In any case, religion is important in neanderthal society, for it provides a framework for them to explain everything in the world and their lives that they do not understand.
Although long ago, the original neanderthals had little need of language, today thier rich oral traditions make language an important part of society. For the most part, neanderthals speaka crude form of Common that can be understood (with a bit of concentration) by anyone who speaks the language. Neanderthals are generally illiterate, and prefer to use pictures and drawings to preserve concepts and stories.
Neanderthals have simple names, yet they attribute great power to them. Names are typically guttural and savage sounding. A neanderthal's given name is jealously guarded secret known only to his most trusted friends and the other members of his clan. To outsiders, a neanderthal typically refers to himself by his class or profession in the clan along with his clan's name. For example, a hunter might introduce himself as a hunter of the Elk Clan.

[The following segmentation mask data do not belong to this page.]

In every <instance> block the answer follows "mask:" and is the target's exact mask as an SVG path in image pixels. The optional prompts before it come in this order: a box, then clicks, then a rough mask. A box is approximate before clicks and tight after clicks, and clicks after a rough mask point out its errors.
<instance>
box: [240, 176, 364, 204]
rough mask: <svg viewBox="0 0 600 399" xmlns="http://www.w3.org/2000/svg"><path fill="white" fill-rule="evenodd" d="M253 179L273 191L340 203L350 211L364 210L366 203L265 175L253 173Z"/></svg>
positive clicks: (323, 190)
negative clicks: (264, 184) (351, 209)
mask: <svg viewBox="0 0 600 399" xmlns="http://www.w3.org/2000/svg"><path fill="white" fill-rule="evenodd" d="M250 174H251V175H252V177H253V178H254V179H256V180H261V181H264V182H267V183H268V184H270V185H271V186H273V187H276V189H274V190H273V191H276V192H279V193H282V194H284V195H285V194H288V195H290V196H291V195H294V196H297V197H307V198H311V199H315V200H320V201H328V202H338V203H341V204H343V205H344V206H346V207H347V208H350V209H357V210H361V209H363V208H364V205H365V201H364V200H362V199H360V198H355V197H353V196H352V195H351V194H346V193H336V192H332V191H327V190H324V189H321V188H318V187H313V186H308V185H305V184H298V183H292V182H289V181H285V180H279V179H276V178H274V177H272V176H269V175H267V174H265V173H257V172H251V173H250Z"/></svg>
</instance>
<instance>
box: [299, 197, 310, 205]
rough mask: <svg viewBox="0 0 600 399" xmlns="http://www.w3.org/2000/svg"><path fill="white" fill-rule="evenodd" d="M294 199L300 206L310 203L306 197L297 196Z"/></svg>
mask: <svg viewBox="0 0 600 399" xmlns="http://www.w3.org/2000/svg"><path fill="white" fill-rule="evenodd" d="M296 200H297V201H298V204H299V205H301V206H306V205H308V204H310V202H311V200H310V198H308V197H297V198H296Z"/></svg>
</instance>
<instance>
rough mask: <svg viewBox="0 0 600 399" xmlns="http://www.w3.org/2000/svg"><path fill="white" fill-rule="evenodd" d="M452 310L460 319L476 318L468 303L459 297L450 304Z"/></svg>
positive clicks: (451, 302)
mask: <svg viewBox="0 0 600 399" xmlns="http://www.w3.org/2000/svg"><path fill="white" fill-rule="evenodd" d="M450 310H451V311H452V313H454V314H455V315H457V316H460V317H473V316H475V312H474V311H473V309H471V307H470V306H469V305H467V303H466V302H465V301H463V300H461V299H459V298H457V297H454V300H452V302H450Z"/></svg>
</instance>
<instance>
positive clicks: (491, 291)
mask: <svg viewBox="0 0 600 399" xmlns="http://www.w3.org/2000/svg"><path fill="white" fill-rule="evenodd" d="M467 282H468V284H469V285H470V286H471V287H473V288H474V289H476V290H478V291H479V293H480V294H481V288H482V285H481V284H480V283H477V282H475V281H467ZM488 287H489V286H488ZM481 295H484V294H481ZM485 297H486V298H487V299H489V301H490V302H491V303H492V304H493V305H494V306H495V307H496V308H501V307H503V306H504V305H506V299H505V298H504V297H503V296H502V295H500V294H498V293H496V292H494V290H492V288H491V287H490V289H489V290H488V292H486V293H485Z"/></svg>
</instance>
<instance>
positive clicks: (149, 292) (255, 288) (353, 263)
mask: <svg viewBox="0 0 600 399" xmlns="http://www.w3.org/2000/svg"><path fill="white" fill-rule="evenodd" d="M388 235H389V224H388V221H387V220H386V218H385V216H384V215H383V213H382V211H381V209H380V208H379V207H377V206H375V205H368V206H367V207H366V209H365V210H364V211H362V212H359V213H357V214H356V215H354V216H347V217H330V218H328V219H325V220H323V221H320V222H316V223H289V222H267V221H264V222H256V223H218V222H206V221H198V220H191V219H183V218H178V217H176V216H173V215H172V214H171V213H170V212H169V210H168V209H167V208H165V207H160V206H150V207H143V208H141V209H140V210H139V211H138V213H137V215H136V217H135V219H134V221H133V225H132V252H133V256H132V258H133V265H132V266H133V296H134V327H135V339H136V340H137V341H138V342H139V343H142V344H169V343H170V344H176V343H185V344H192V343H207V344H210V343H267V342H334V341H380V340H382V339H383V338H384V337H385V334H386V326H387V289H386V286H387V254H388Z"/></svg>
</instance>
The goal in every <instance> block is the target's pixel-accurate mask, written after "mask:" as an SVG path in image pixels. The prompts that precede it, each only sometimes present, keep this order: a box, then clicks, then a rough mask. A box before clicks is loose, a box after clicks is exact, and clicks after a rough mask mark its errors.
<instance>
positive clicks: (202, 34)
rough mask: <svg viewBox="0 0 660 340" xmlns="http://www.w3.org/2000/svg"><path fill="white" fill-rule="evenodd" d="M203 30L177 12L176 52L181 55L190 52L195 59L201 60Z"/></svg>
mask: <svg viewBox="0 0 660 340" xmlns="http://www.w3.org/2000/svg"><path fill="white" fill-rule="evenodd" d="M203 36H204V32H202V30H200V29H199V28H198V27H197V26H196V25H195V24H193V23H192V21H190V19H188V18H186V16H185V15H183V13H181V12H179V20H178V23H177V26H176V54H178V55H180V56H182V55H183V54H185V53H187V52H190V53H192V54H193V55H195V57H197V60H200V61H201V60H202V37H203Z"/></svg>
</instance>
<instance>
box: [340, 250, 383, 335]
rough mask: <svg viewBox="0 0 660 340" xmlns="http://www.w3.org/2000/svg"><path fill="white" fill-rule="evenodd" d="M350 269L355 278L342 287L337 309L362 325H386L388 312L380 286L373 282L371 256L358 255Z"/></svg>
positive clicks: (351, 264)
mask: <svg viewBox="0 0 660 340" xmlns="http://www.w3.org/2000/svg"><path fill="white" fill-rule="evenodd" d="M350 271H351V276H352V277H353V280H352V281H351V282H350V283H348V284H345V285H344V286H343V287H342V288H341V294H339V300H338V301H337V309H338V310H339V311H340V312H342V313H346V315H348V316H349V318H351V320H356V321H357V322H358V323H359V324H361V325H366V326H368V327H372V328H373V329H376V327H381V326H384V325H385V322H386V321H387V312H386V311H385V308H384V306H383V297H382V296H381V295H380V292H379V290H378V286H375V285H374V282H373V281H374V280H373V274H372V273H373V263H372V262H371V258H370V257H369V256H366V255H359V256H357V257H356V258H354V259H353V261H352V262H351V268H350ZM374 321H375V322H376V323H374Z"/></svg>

Male Names: Artok, Becksor, Brulak, Garthak, Kalak, Llurg, Murak, Orick, Ralagh, Thogart, Torak, Urak.
Female Names: Ayah, Bahgra, Cirah, Drelli, Durana, Illka, Kara, Lana, Magala, Neruh, Onsi, Orli, Svelani, Zura.
Clan Names: Clan names are typically named after the predominant animal in the region; Bear Clan, Branta Clan, Elk Clan, Mammoth Clan, Raven Clan, Tiger Clan, and Wolf Clan are excellent examples. Rarely a clan may take the name of a particularly powerful local menacy, such as Dragon Clan, Spider Clan, or Yeti Clan.
It's rare, but sometimes a lone neanderthal, disillusioned with life among his tribe or forced by a more tragic history to strike out on his own, stumbles upon a more civilized society. These encounters are usually brutal and short, but in some cases, a neanderthal learns to adapt to the newly encountered settlement, and often becomes a well-liked and valued member of the community, if only for his penchent for telling engaging stories of the wild. These neanderthals often become adventurers, and take quite naturally to the adventuring lifestyle.